Le gouvernement provincial mettra aussi en place un système de tarification fondé sur le rendement qui entraînera une réduction de l’intensité des GES de 10% pour les émetteurs industriels d’ici 2030. Le Nouveau-Brunswick abandonnera cependant le système fédéral qui vise une baisse de 20%.

«Avec un système sur le rendement, on vise seulement à améliorer l’efficacité de la production en fonction des émissions de GES, souligne de surcroît M. Sapinski. Si la production augmente, les GES peuvent donc croître. C’était une idée du gouvernement de Stephen Harper…»

Peu d’action

Les engagements les plus percutants de l’Action sur le changement climatique du Nouveau-Brunswick pour 2016 n’ont pas encore été mis en œuvre, selon le chef du Parti vert, David Coon.

«Le statu quo se maintient, déplore l’ancien membre du Comité spécial sur le changement climatique de l’Assemblée législative.
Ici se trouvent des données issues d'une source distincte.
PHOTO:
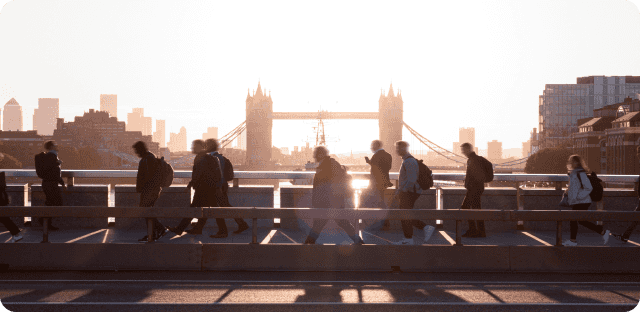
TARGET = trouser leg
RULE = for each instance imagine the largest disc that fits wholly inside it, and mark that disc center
(13, 229)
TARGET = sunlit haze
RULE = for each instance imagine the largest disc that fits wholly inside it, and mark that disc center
(478, 64)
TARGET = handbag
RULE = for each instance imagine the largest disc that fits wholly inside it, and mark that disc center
(565, 200)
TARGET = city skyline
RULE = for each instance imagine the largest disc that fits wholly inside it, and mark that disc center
(479, 83)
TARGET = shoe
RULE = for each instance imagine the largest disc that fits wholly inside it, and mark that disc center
(194, 231)
(163, 233)
(175, 230)
(15, 238)
(144, 239)
(428, 231)
(470, 233)
(219, 235)
(605, 237)
(619, 237)
(405, 241)
(241, 228)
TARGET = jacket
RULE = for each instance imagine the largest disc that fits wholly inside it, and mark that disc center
(146, 179)
(579, 193)
(206, 172)
(408, 179)
(380, 165)
(53, 172)
(474, 178)
(327, 192)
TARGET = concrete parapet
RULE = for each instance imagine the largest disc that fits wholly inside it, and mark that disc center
(79, 256)
(173, 196)
(76, 195)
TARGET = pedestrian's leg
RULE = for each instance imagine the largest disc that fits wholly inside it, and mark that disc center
(13, 229)
(405, 203)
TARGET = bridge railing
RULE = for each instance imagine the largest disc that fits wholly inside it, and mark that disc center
(256, 213)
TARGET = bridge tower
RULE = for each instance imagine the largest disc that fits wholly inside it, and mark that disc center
(259, 126)
(390, 122)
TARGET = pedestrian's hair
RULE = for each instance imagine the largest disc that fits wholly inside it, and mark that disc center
(402, 144)
(579, 160)
(198, 142)
(49, 145)
(140, 146)
(321, 150)
(211, 145)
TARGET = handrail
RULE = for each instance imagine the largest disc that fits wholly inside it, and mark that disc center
(256, 213)
(309, 174)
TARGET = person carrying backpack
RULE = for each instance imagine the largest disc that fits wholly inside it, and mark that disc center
(408, 193)
(149, 185)
(578, 193)
(479, 171)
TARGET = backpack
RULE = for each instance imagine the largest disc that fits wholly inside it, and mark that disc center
(598, 189)
(425, 175)
(487, 168)
(166, 172)
(40, 166)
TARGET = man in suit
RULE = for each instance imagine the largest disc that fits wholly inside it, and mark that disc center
(148, 185)
(379, 181)
(53, 177)
(205, 177)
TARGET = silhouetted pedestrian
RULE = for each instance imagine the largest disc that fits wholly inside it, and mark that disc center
(579, 199)
(408, 193)
(48, 167)
(379, 179)
(329, 192)
(148, 185)
(474, 183)
(227, 174)
(205, 178)
(624, 237)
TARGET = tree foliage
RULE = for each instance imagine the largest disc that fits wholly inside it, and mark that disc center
(548, 161)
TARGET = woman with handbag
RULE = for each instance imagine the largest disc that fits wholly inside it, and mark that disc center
(578, 198)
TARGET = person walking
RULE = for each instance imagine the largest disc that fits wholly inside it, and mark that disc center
(6, 221)
(474, 183)
(379, 179)
(624, 237)
(408, 193)
(328, 192)
(205, 178)
(579, 199)
(148, 185)
(223, 194)
(50, 168)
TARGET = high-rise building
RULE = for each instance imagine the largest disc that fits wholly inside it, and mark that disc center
(178, 141)
(46, 115)
(12, 120)
(212, 133)
(494, 151)
(564, 106)
(109, 103)
(159, 135)
(137, 122)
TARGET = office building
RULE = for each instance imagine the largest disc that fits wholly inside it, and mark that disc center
(562, 106)
(12, 119)
(109, 103)
(46, 115)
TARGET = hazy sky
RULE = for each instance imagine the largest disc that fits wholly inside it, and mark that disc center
(474, 63)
Les dernières grandes initiatives provinciales en matière d’action climatique ont été lancées il y a 15 ans par l’ancien premier ministre Lord.»

M. Coon souligne l’absence d’objectifs concrets pour l’efficacité énergétique des bâtiments, l’utilisation des énergies renouvelables, les transports publics et les véhicules électriques. Il souhaite aussi avoir la garantie que les recettes de la taxe sur le carbone soient versées dans un fonds pour le changement climatique plutôt que d’être absorbées dans les revenus généraux.

Peu d’ambition

De toute façon, les cibles du gouvernement sont elles-mêmes trop faibles selon M. Sapinski. Adoptée en 2018, la Loi sur les changements climatiques a obligé la province à réduire ses émissions globales pour qu’elles atteignent 14,8 mégatonnes (Mt) en 2020, 10,7 Mt en 2030 et 5 Mt en 2050.

«Les émissions en 2016, l’année du plan d’action, étaient d’environ 14Mt, donc déjà en dessous de la cible pour 2020», remarque le professeur. Le plan d’action aurait dû être bien plus ambitieux, c’est le moins qu’on puisse dire.»

Il explique surtout que les objectifs fixés par l’Accord de Paris en 2015, engageant le Canada à limiter ses émissions de GES, d’ici 2030, d’au moins 30 % par rapport aux niveaux de 2005, sont insuffisants.

«Le Canada devrait viser une réduction des émissions de 92% en 2050, ce qui permettrait d’espérer maintenir le réchauffement à un maximum de 2 degrés. Au NB, ça voudrait dire 1,3 Mt en 2050», calcule-t-il.

Selon les données les plus récentes d’Environnement et Changement climatique Canada (2018), les émissions du Nouveau-Brunswick s’élèvent à 13,2 Mt.

La température annuelle moyenne du Nouveau-Brunswick a déjà augmenté de 1,1 °C au cours des trente dernières années. Les modèles climatiques prévoient que, d’ici 2080, les températures dans la province augmenteront encore de 5°C.

La province peut s’attendre à un risque accru de problèmes de santé liés à la chaleur, à de nouveaux parasites et espèces envahissantes, à des dommages causés par des inondations, aux effets de vents extrêmes et au givrage des arbres et des lignes électriques. La hausse des niveaux de la mer accroît également le risque d’inondation et d’érosion côtière.